In addition, when a particular intervention is used on a client, evidence is required to back up that particular action (Kim and Mallory, 2011). In the UK this support can come from the NICE guidelines, Care Quality Commission and the codes and practices of professional bodies like Nursing and Midwifery Council.
Evidence based practice ensures accountability. Aveyard and Sharp (2013) noted that professional health carers who belong to various professional organisations are expected to comply with their standards, codes and policies. This will be enabling them to justify their actions if required to do so.
The first analysis of Omar’s condition is based on Cross (2008)’s evidence on stroke care. This evidence was obtained from the UWE blackboard website. I have chosen this article because it has statistical information helpful to Omar and his carers. It identifies important areas of his care needs and why stroke research should continue to be an on-going process.
Sander (2013) defined stroke as a disease caused by the disturbance of the flow of blood in blood vessels in the brain which could have been necessitated by a bursting blood vessel or blood clot. Omar’s stroke was caused by a blood clot in the brain. Stroke has become a big problem and the second main cause of death and disability in developed economies after heart related diseases (Cross, 2008). Sander (2013) emphasises out that stroke is affecting about 150, 000 people in the UK yearly.

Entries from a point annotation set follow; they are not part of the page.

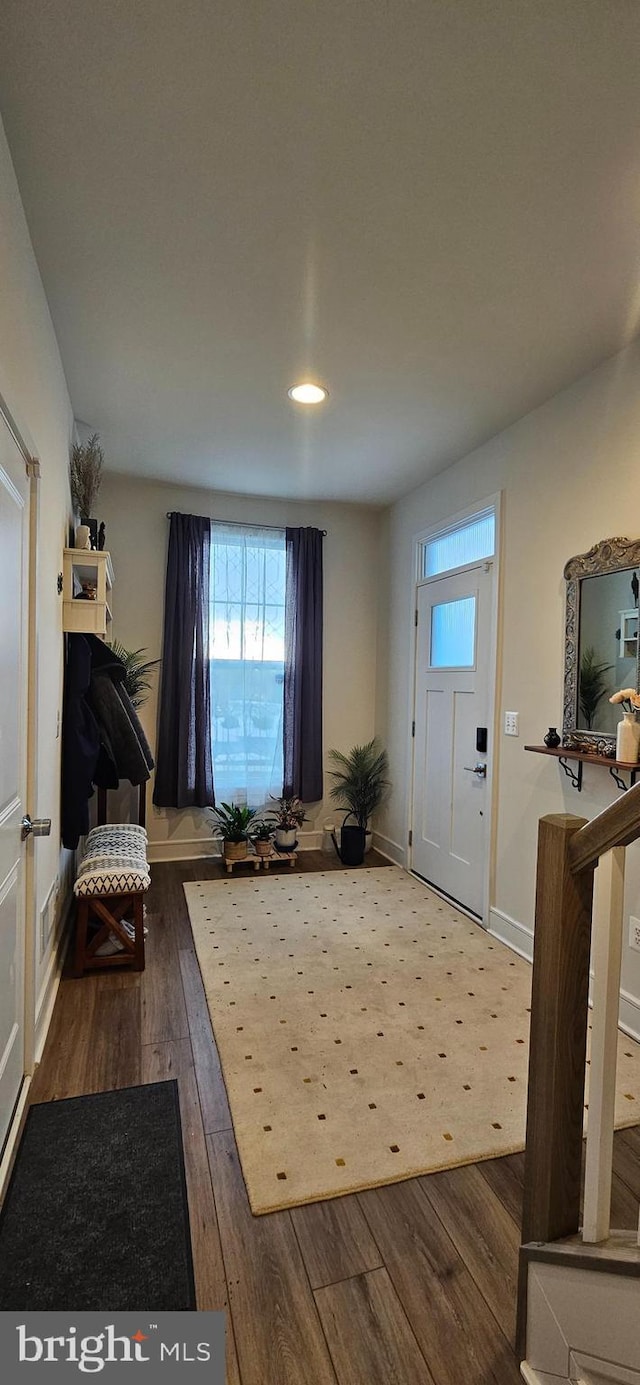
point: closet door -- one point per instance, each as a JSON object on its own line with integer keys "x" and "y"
{"x": 14, "y": 538}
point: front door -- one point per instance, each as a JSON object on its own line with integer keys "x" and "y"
{"x": 450, "y": 801}
{"x": 14, "y": 536}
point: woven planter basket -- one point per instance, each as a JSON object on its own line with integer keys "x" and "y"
{"x": 234, "y": 851}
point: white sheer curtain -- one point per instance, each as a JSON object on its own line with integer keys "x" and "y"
{"x": 247, "y": 661}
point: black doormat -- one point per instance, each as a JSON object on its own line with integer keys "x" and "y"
{"x": 96, "y": 1212}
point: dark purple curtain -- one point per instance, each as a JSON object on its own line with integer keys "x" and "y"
{"x": 304, "y": 666}
{"x": 184, "y": 773}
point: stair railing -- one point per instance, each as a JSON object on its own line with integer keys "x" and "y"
{"x": 568, "y": 851}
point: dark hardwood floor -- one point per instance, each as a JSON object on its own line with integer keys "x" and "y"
{"x": 410, "y": 1284}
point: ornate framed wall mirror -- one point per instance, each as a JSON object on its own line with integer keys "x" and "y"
{"x": 601, "y": 646}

However, the article reports a decline in deaths because of improvements in stroke care, management and awareness. More resources have been put towards short to long term care of stroke patients such as admission to acute stroke units and to rehabilitation areas (Cross, 2008). The report says this evidence, among others, is being used to develop new stroke treatments and guidelines in the UK. NICE (2008) which provides tools and quick reference guide to stroke related cases could have emerged as a result of this. These developments may give hope to Omar and his distressed family.

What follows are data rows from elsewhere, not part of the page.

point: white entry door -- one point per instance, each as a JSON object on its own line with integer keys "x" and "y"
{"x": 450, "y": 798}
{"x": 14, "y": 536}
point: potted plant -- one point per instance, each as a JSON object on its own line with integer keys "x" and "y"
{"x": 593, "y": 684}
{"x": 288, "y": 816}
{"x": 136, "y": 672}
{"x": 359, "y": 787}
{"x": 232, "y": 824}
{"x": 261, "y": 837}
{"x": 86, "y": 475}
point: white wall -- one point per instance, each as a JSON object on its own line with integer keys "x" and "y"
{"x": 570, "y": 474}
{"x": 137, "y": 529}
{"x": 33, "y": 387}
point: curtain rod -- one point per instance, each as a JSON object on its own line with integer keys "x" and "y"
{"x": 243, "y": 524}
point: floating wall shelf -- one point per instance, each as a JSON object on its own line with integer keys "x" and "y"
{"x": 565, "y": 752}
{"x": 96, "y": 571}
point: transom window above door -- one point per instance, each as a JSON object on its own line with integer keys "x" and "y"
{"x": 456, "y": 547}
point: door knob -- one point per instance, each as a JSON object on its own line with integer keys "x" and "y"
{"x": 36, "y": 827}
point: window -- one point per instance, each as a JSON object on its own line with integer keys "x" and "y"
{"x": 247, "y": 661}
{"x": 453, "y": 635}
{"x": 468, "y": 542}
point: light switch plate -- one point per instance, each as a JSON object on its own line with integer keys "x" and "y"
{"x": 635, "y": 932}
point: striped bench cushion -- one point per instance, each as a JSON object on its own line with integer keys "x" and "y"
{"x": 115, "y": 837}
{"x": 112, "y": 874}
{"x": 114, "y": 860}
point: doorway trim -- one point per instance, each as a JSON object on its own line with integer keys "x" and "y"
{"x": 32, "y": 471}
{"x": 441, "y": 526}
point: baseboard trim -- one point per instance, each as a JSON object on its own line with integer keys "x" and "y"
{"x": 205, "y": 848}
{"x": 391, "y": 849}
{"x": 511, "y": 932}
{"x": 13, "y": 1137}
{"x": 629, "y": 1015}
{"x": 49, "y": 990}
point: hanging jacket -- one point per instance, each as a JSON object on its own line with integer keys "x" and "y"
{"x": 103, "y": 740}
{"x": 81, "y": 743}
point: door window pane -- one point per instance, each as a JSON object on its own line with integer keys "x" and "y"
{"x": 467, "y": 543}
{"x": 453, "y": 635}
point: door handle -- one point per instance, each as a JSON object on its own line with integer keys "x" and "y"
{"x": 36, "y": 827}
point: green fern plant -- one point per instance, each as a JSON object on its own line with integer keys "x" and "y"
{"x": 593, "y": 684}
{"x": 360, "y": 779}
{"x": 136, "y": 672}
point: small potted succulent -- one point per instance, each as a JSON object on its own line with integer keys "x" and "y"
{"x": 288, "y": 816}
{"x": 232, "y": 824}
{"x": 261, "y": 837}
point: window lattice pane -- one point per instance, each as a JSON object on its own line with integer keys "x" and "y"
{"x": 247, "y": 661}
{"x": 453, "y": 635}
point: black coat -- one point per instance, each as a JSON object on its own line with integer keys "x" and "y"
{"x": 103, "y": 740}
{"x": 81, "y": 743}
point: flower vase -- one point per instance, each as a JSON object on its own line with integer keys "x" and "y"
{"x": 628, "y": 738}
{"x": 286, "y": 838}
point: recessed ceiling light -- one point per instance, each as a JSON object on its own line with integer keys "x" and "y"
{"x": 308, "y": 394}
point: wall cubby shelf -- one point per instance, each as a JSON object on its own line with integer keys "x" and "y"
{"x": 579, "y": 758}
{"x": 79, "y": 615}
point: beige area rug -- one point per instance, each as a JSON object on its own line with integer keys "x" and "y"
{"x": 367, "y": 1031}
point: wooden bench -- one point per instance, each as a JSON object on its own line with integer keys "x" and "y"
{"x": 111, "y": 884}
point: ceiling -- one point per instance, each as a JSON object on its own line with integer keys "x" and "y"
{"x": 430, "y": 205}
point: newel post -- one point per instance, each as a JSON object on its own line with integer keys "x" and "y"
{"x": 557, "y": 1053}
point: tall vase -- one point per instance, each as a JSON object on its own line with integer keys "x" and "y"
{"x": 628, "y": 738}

The article cited two evidence of good practice from two hospitals. It is reported that the stroke management team at Aintree University Hospitals NHS Foundation Trust assess stroke patients on admission to the A&E, take brain scans and admit relevant patients to a stroke unit within 24 hours. The other evidence is from Salford Royal NHS Foundation Trust where patients have brain scans, swallow screens and initial dose of aspirin given to relevant patients. These practices are recommended by NICE (2008) guidelines and may reduce further risks to patients. Omar received these interventions. This shows the strength of this article to Omar’s case and how early intervention may result in positive outcome.

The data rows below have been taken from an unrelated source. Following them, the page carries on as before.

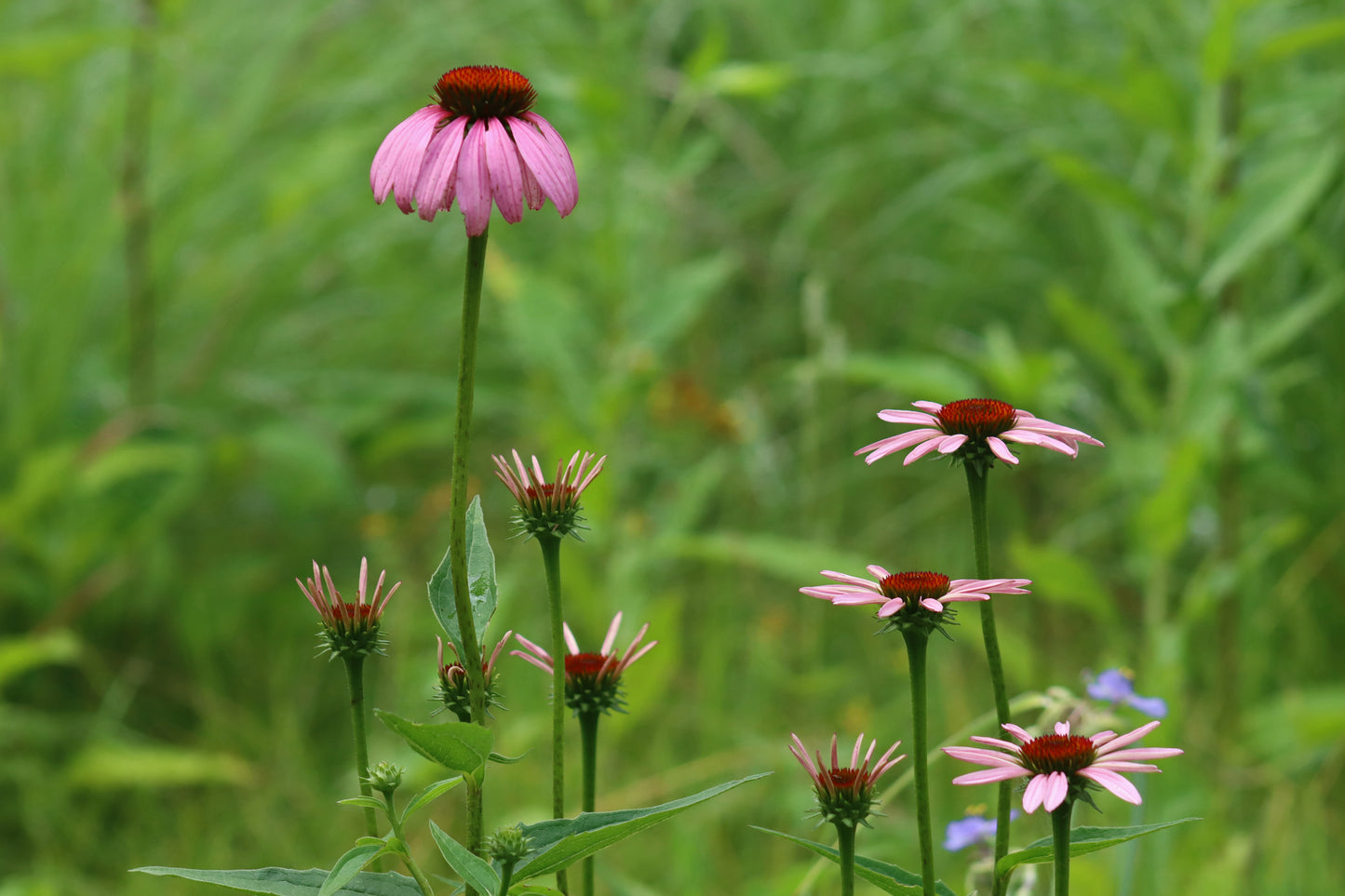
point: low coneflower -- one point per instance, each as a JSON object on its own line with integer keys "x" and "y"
{"x": 479, "y": 142}
{"x": 549, "y": 507}
{"x": 1061, "y": 766}
{"x": 973, "y": 429}
{"x": 452, "y": 679}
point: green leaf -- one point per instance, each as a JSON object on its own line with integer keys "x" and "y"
{"x": 564, "y": 841}
{"x": 1082, "y": 841}
{"x": 368, "y": 802}
{"x": 474, "y": 869}
{"x": 348, "y": 865}
{"x": 480, "y": 582}
{"x": 289, "y": 881}
{"x": 460, "y": 747}
{"x": 431, "y": 794}
{"x": 889, "y": 878}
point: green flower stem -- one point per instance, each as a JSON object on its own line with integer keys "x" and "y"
{"x": 1060, "y": 844}
{"x": 407, "y": 857}
{"x": 458, "y": 527}
{"x": 552, "y": 561}
{"x": 356, "y": 677}
{"x": 918, "y": 645}
{"x": 981, "y": 539}
{"x": 588, "y": 742}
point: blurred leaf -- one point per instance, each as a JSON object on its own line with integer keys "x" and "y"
{"x": 123, "y": 766}
{"x": 1063, "y": 578}
{"x": 480, "y": 582}
{"x": 561, "y": 842}
{"x": 1270, "y": 211}
{"x": 474, "y": 869}
{"x": 1082, "y": 841}
{"x": 31, "y": 651}
{"x": 460, "y": 747}
{"x": 289, "y": 881}
{"x": 889, "y": 878}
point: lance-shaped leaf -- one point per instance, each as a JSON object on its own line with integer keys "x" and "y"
{"x": 459, "y": 747}
{"x": 475, "y": 871}
{"x": 1082, "y": 841}
{"x": 889, "y": 878}
{"x": 290, "y": 881}
{"x": 561, "y": 842}
{"x": 480, "y": 582}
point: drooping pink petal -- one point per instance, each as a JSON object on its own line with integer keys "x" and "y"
{"x": 1112, "y": 782}
{"x": 474, "y": 181}
{"x": 435, "y": 180}
{"x": 398, "y": 157}
{"x": 506, "y": 174}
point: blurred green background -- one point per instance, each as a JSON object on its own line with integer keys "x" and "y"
{"x": 1123, "y": 217}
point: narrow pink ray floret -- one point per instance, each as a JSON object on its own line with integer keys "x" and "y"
{"x": 969, "y": 427}
{"x": 1056, "y": 763}
{"x": 480, "y": 144}
{"x": 894, "y": 591}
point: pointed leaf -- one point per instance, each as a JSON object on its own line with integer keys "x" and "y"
{"x": 459, "y": 747}
{"x": 480, "y": 582}
{"x": 290, "y": 881}
{"x": 431, "y": 794}
{"x": 474, "y": 869}
{"x": 561, "y": 842}
{"x": 1082, "y": 841}
{"x": 889, "y": 878}
{"x": 348, "y": 865}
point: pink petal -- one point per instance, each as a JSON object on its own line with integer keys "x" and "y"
{"x": 474, "y": 181}
{"x": 1112, "y": 782}
{"x": 398, "y": 157}
{"x": 990, "y": 775}
{"x": 547, "y": 156}
{"x": 506, "y": 175}
{"x": 438, "y": 169}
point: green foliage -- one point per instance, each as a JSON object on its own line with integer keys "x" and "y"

Although the article stressed the need for nurses to continuously monitor patients during the early stages of stroke on certain variables, it did not provide guidelines to back up the checks. Locally agreed hospital policies suggested may not meet NICE standards.
Despite the improvements noted in the research, caution should be taken when making decisions based on the findings. These are 2008 findings and a lot has happened since then. Omar may be interested in hearing recent studies such as that of Sander (2013) who points out that in addition to the swallow screen stroke patients should further be screened for malnutrition using Malnutrition Universal screening Tool (MUST) in line with the NICE (2008) guidelines.
The second analysis of Omar’s care is based on a qualitative study of Tutton et al (2012) on ten staff and ten patients’ views on the concept of hope on a British stroke unit. The evidence was obtained from EBSCO via CINAHL database and UWE library section. I chose this evidence because CINAHL is considered as one the good sources of evidence (Levin and Feldman, 2006) and the concept may be useful to Omar to learn other patients’ experiences in a similar hospital setting.
The aim and key search terms in the article relate well to Omar’s case. Hope is defined as getting better from illness and being able to do things as before (Tutton et al, 2011). This was echoed by some of the patients in the study. An in depth analysis of key terms and the codes used in qualitative study (Aveyard and Sharp, 2013) may help carers to understand how it feel to have a stroke. Omar and his family may share the same thoughts as they are finding it hard to come to terms with sudden change of things in their family.
Despite taking long time on data collection and variations in stroke severity Omar may be encouraged to learn that some patients took less than a week in hospital. This result is echoed by Arnaert et al (2006) in a similar study based on ten patients in Canada. They reported that some clients were hoping for a quick recovery and self-healing.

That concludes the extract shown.